Covisualization
First steps
The entry point of Khiops Covisualization is the khcj file generated by Khiops Coclustering at the end of the analysis. A double-click on this file opens Khiops Covisualization.
Khiops Covisualization is composed of several tabbed panels. The right one is the Project infos panel: it presents the report file and database locations.
The left panel is the Axis panel: it presents the coclustering.
In case of three (or more) dimensions, there is a third panel: the two "main" dimensions are presented in the left panel as if there were only two dimensions. The other dimensions are contextual, you can view them one by one in the middle pane called the Context panel.
The coclustering window in the Axis panel is split into three mains parts: in A and B, there is one part for each variable (or dimension). The C right part shows a global view of the state of the coclustering and the co-occurrence matrix.
Managing views
You can add or remove different views on each dimension by clicking on the button:
The views manager window reflects the Khiops Covisualization interface. The shaded boxes represent the hidden panels while the white boxes represent the visible panels. You can hide or display a panel by clicking the corresponding checkbox. In the same way you can display only one dimension by clicking the checkboxes before the name of each dimension.
Screenshot
A useful feature available on all window sections is the screenshot. A section is selected when it is surrounded by orange lines. You can then copy to clipboard the selected section by a simple mouse click on one of the top buttons:
Using the right button (or [Ctrl-C]) you get a picture in bitmap format that you can import in any image editing tool.
Using the left button (or [Ctrl-D]) you get the raw data (a table in CSV format), that you can import in any text editing tool.
Table display
In each table, you can hide or display columns by clicking on the button on top right of the table. The orange dot indicates that at least one column is hidden.

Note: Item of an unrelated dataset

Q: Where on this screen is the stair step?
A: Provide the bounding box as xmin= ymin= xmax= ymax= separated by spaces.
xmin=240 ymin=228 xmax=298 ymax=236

You can automatically redimension the columns of the table with the buttons:
You can search the occurence of strings in the search box opens by clicking on the button:
Long tables are split into pages of at most 500 lines.
Zoom
The sliding bars allow zooming on the chart of the distribution views
The different views and features
We will now explore the various features offered by Khiops Covisualization using a two dimensional example.
Khiops covisualization allows to explore coclustering of more than 2 dimensions: these features are detailed in the section Managing three dimensions or more
.
Hierarchy view
This view shows the cluster hierarchy. It allows to navigate and to modify the hierarchy of clusters. The hierarchy is presented like a file manager, each directory being a cluster. By opening or closing a cluster, you can choose the appropriate unfolding of the hierarchy.
A cluster is represented in three ways:
-
An unfolded cluster: it contains clusters that are visible in this unfolding. You can close this cluster.
-
A folded cluster: it contains clusters that are not visible in this unfolding. You can open this cluster.
-
A terminal cluster: it does not contain any clusters. You can neither open nor close it.
Navigation, selection, folding and unfolding can be done via the arrow keys.
How to rename the clusters
Clusters can be renamed by double-clicking on the cluster name. To restore its original name, you have to rename it with an empty string.
How to automatically unfold hierarchy
The best way to fold or unfold hierarchies is to use the "Select automatically the best unfolding" view. The button on the top of the user interface opens a new window.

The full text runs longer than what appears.